Schweiz kann beeindrucken
Für viele der knapp 60 jungen Offiziere aus 14 verschiedenen Nationen war der YROW die erste Möglichkeit, auch mit Kameraden anderer Streitkräfte in Kontakt zu treten. Dabei waren ebenso einige Vertreter, welche schon in Afghanistan und Irak im Einsatz standen.
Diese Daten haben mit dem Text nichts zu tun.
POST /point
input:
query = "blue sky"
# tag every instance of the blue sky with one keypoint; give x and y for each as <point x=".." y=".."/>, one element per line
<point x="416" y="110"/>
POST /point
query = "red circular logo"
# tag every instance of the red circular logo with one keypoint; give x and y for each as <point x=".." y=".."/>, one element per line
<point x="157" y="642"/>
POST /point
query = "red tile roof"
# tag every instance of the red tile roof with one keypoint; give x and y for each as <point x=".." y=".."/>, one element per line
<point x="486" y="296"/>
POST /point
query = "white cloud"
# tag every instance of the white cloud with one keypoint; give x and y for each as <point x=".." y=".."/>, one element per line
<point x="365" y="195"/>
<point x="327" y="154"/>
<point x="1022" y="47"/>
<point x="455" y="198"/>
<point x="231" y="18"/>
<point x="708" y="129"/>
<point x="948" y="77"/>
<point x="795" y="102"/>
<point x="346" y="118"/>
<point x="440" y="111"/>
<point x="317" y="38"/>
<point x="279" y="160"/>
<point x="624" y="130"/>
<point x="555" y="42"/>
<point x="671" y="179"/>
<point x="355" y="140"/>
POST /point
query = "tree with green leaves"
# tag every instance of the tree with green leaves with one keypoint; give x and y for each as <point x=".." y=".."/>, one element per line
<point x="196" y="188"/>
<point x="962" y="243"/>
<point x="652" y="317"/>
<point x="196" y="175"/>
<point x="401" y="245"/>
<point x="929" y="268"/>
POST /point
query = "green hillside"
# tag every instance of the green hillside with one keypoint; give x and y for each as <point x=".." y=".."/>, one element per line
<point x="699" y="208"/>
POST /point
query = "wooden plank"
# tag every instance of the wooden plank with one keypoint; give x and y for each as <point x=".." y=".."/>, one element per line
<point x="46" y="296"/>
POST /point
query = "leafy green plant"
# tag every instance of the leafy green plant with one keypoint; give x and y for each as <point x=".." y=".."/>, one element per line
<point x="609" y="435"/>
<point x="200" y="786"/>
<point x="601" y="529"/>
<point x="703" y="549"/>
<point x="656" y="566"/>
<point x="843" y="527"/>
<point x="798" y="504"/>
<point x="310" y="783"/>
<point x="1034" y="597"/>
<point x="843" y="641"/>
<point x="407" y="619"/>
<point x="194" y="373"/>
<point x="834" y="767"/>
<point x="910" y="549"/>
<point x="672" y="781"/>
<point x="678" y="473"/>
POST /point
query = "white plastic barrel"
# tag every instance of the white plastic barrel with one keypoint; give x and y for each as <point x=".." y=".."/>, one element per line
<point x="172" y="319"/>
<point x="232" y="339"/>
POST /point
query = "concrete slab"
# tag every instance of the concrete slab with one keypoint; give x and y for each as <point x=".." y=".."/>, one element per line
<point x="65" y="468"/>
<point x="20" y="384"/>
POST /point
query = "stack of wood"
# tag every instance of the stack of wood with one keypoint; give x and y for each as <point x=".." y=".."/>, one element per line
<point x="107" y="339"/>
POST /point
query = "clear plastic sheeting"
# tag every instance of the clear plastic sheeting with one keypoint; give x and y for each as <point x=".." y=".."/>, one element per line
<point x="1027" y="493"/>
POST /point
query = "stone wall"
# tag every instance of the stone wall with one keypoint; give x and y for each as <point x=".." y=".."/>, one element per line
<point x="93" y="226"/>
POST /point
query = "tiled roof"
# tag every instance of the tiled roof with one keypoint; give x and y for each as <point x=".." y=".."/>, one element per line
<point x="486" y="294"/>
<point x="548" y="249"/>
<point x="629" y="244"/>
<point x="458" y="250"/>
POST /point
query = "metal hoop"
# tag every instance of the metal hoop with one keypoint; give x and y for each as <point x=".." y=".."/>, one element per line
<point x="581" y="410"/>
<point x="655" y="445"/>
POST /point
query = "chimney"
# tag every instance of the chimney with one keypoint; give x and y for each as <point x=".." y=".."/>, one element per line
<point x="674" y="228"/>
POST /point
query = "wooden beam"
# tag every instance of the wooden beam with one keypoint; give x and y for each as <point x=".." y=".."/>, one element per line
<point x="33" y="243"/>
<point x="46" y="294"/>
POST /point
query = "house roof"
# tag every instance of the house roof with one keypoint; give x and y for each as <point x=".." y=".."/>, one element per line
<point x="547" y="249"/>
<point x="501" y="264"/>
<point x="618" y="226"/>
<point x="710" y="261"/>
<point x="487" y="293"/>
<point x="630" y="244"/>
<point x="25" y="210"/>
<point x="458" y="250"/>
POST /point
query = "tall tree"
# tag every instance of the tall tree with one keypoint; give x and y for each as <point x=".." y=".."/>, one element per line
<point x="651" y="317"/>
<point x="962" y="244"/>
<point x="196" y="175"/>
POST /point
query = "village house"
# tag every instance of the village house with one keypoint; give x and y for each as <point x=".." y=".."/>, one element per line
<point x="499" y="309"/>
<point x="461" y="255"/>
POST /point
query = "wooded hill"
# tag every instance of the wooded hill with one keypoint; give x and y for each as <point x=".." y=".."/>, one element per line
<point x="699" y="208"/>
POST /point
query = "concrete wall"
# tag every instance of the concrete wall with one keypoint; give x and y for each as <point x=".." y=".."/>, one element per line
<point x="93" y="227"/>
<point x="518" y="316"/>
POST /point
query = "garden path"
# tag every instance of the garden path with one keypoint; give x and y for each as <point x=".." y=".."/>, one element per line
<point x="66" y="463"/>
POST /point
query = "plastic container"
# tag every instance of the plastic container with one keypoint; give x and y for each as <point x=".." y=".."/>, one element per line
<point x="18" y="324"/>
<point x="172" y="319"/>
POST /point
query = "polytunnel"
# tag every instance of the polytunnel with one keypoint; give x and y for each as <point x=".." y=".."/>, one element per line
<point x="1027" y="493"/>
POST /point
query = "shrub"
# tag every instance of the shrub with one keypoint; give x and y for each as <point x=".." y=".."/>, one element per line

Wenn auch die Schweiz als Ausbildungsarmee über keine Kampferfahrung verfügt, die Präsentation über unser Land und die Schweizer Armee wurde mit Erstaunen zur Kenntnis genommen. So waren es auch die verschiedenen Einsätze auf der ganzen Welt, welche überraschten. Dabei verstanden es Oberleutnant Tobias Bosshart und Oberleutnant Daniel Ezgeta bestens, auch die politischen Flaschenhälse bei der Realisierung einer Mission mit Schweizer Präsenz zu erklären. Wenn auch hierzulande zum Teil von der Schweizer Armee nicht viel gehalten wird, ja zum Teil sogar eher abschätzig über unser System gesprochen wird, in Fulda war bei den interessierten internationalen Zuhörern genau das Gegenteil der Fall. Es waren auch genau diese von jeder Nation gehaltenen «Country Briefs», welche einen hohen Mehrwert darstellten und einen kurzen Überblick über die verschiedenen Systeme der jeweiligen Streitkräfte boten. Auch wenn vielleicht die meisten Offiziere erst am Anfang ihrer Karrieren stehen, von den Generälen wird der YROW immer genau beobachtet. So waren es auch die Vertreter des «National Reserve Force Committees» aus Australien, Deutschland und Kanada, welche sich die Zeit für eine Podiumsdiskussion nahmen und den jungen Offizieren Fragen beantworteten. Der internationale Austausch spielte so während der ganzen Woche eine wichtige Rolle. Nie war es einfacher für einen Zugführer, bei einem inoffiziellen Gespräch auch mal die Meinung eines hochrangigen Offiziers eines anderen Landes zu hören.
Obama besucht YRO
Nebst den Ausbildungssequenzen absolvierten die Teilnehmer ebenso einen Test im Kriegsvölkerrecht (LOAC). Dabei konnte sich der Schweizer Hauptmann Marco Lussi mit dem drittbesten Testergebnis hervortun. Welchen Stellenwert die jungen Offiziere auch für die NATO haben, hat sich gerade erst in England gezeigt. Leutnant Rachael Broughton, selbst Teilnehmerin des diesjährigen YROW, wurde bei einer NATO-Lektion in einer zivilen Schule vom englischen Premierminister David Cameron und dem amerikanischen Präsident Barack Obama überrascht. Wenn auch nicht die grossen Weltprobleme während eines YROWs gelöst werden können, das Verständnis für einander, trotz kultureller Verschiedenheit, hat sich bei den Teilnehmern sicherlich etabliert.
Dieser Artikel erschien in leicht gekürzter Form in der ASMZ 10/2014.